The groups then pushed forward from individually conquered islands, and this is how pedigrees of the lines of discovery emerged, which can be traced to this day. They can also be classified in terms of time by analyzing the lengths of the matching sequence fragments: In addition to the mere degree of relationship, it also becomes clear when which group is derived from which. The analysis first confirms what was previously assumed. Settlement of the smaller Pacific Islands from Samoa began around the year 800. The second oldest genetic trace can then be found on the main island of what is now the Cook Islands; from there people hopped in different directions from island to island. A line came to Rapa Nui around 1210.

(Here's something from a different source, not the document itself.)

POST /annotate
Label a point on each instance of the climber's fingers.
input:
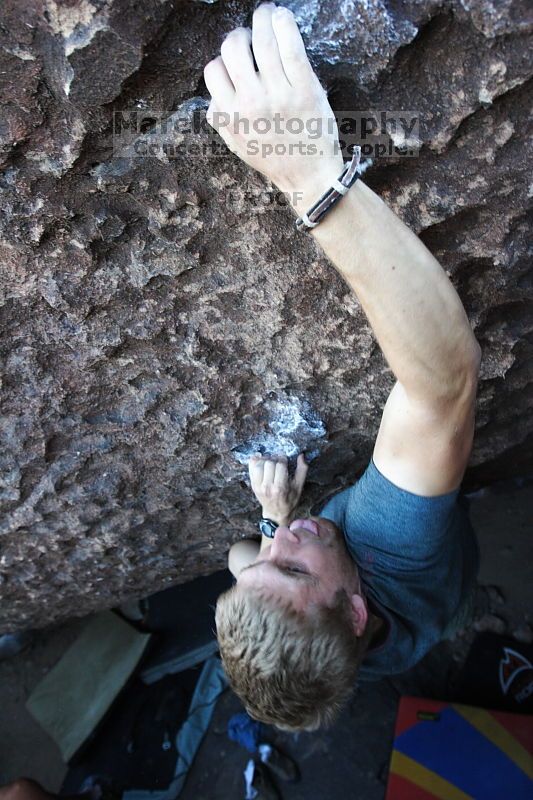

Occasionally the pioneers seem to have taken routes that are not obvious at first glance. The genetic analysis confirms older archaeological hypotheses in one case. For example, the people on Rapa & nbsp; Nui, Raivavae and the Marquesas Islands in the East Pacific are related to each other & nbsp; & # 8211; all probably descend from a population that had populated the Tuamotu Archipelago. These island groups are not exactly neighboring and would have been easier to reach from other islands. Large stone sculptures such as the moai on Easter Island are known especially on the three archipelagos. Has a founding population passed on a common cultural tradition in which large sculptures play an important role? The genetic analyzes show that Easter Island was settled from the Tuamotu Island Mangareva. From the Tuamotus & nbsp; & # 8211; As on other Polynesian island groups, the religious areas of the marae are known, on which larger stone sculptures may have been placed as a further development.

The genes of today's residents of Easter Island, Raivavae and the Marquesas also show traces of a pre-modern age resulting relationship to people from South America. According to this, Polynesians could already be around the year & nbsp; 1100 & nbsp; & # 8211; when they began their last long journeys far east & nbsp; & # 8211; had more than fleeting contact with the American mainland. It was known that South Americans and South Sea islanders met after analyzing the genetic make-up from humans and chicken bones.